Plus, you explicitly have to opt into this, for each chat you share individually.
I get that it says “discoverable” at first and the search engines are in the fine print, but search engine crawlers get it anyway if it’s discoverable on ChatGPT’s website instead. That term is plenty clear imo.
Interesting, because the checkbox is still there for me. Don’t see things having changed at all, maybe they made the fine print more white? But nothing else.
In general, this reminds me of the incognito drama. Iirc people were unhappy that incognito mode didn’t prevent Google websites from fingerprinting you. Which… the mode never claimed to do, it explicitly told you it didn’t do that.
For chats to be discoverable through search engines, you not only have to explicitly and manually share them, you also have to then opt in to having them appear on search machines via a checkbox.
The main criticism I’ve seen is that the checkbox’s main label only says it makes the chat “discoverable”, while the search engines clarification is in the fine print. But I don’t really understand how that is unclear. Like, even if they made them discoverable through ChatGPT’s website only (so no third party data sharing), Google would still get their hands on them via their crawler. This is just them skipping the middleman, the end result is the same. We’d still hear news about them appearing on Google.
This just seems to me like people clicking a checkbox based on vibes rather than critical thought of what consequences it could have and whether they want them.

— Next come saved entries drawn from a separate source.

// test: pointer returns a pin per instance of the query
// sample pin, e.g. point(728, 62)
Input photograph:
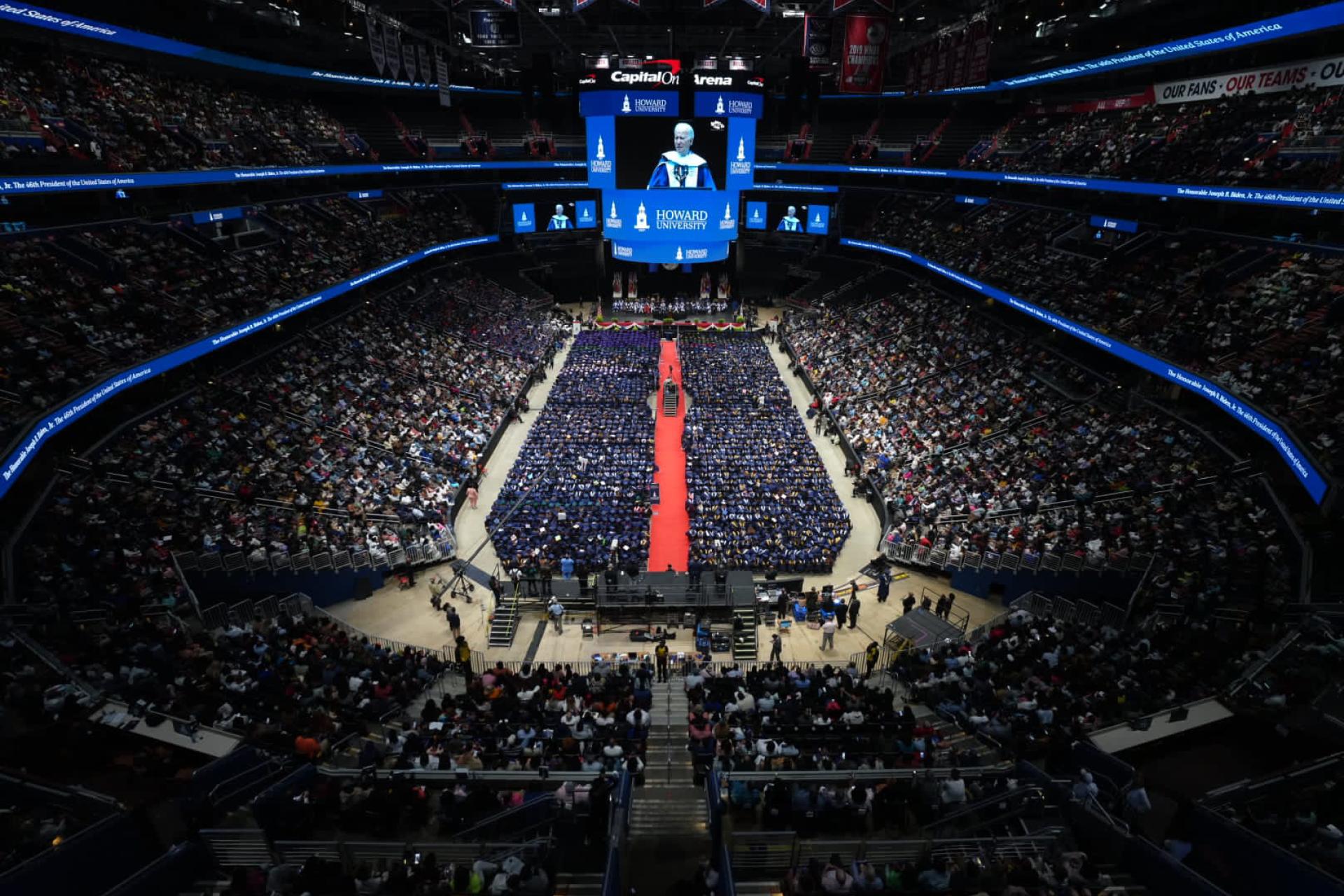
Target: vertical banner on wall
point(816, 41)
point(375, 41)
point(940, 69)
point(864, 52)
point(493, 29)
point(393, 50)
point(445, 93)
point(960, 46)
point(426, 71)
point(409, 61)
point(977, 66)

I don’t see what can really be done against people like that.
I don’t think OpenAI can be blamed for doing the data sharing, as it’s opt-in, nor for the chats ending up on Google at all. If the latter was a valid complaint, it would also be valid to complain to the Lemmy devs about Lemmy posts appearing on Google. And again, I don’t think the label complaint has much weight to it either, because if it’s discoverable, it gets to Google one way or another.